Merkel hits out over US tapping of her phone
GERMANY has been told the United States may have tapped into Chancellor Angela Merkel’s mobile phone.
Mrs Merkel called President Barack Obama last night to demand an immediate clarification, her spokesman said.
White House spokesman Jay Carney said Mr Obama had assured Mrs Merkel that the US was not monitoring her communications.
But the strongly worded statement by Mrs Merkel’s spokesman suggested that Germany was not fully satisfied. It demanded an “immediate and comprehensive” clarification of US surveillance practices.
“She made clear that she views such practices, if proven true, as completely unacceptable and condemns them unequivocally,” the statement read.
“Between close friends and partners, as Germany and the US have been for decades, there should not be such monitoring of the communications of a government leader. This would be a grave breach of trust. Such practices should be immediately stopped.”

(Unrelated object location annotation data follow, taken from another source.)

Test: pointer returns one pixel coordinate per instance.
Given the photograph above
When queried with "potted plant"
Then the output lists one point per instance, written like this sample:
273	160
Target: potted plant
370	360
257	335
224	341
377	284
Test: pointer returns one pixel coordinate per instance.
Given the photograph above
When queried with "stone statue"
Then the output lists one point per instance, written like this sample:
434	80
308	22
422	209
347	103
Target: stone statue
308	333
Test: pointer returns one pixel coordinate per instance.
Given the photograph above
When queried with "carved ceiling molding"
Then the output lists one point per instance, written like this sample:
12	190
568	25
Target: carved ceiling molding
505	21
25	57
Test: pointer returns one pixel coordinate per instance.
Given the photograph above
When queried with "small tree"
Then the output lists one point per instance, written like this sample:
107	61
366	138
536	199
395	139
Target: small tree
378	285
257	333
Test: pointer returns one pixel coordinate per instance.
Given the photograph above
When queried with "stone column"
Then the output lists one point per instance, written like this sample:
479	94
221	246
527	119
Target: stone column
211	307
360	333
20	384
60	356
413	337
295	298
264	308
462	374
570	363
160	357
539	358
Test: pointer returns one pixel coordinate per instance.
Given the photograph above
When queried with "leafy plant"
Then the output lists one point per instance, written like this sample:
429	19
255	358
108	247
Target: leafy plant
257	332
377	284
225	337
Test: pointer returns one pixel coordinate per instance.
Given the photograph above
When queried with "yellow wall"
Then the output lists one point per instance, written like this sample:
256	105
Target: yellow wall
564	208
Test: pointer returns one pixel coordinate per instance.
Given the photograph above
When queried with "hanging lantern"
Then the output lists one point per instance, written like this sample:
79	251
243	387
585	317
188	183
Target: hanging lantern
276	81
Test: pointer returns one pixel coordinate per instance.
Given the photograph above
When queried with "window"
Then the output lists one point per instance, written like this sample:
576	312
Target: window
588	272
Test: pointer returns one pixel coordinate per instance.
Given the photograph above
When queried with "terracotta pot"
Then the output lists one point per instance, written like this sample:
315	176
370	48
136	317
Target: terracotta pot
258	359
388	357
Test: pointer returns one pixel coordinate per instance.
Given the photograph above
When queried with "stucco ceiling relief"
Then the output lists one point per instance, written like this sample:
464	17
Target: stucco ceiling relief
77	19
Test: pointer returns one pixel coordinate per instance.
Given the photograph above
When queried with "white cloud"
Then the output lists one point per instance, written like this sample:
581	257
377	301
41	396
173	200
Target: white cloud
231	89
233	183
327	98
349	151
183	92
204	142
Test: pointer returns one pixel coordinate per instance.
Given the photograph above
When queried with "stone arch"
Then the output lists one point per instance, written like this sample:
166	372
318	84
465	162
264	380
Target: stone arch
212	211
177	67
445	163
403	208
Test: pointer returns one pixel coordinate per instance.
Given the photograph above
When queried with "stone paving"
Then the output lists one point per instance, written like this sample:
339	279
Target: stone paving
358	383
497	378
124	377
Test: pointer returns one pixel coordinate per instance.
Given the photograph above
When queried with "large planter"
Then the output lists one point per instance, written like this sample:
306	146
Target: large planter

The news broke as Secretary of State John Kerry, on a visit to Rome, faced fresh questions about mass spying on European allies, based on revelations from Edward Snowden, the fugitive former US intelligence operative granted asylum in Russia.
French president François Hollande is pressing for the U.S. spying issue to be put on the agenda of a summit of European leaders starting on Thursday. French newspaper LeMonde reported earlier this week that the National Security Agency had collected tens of thousands of French phone records.
Four months ago, Mr Obama defended US anti-terror tactics in Berlin standing beside Mrs Merkel, saying that Washington did not spy on ordinary citizens.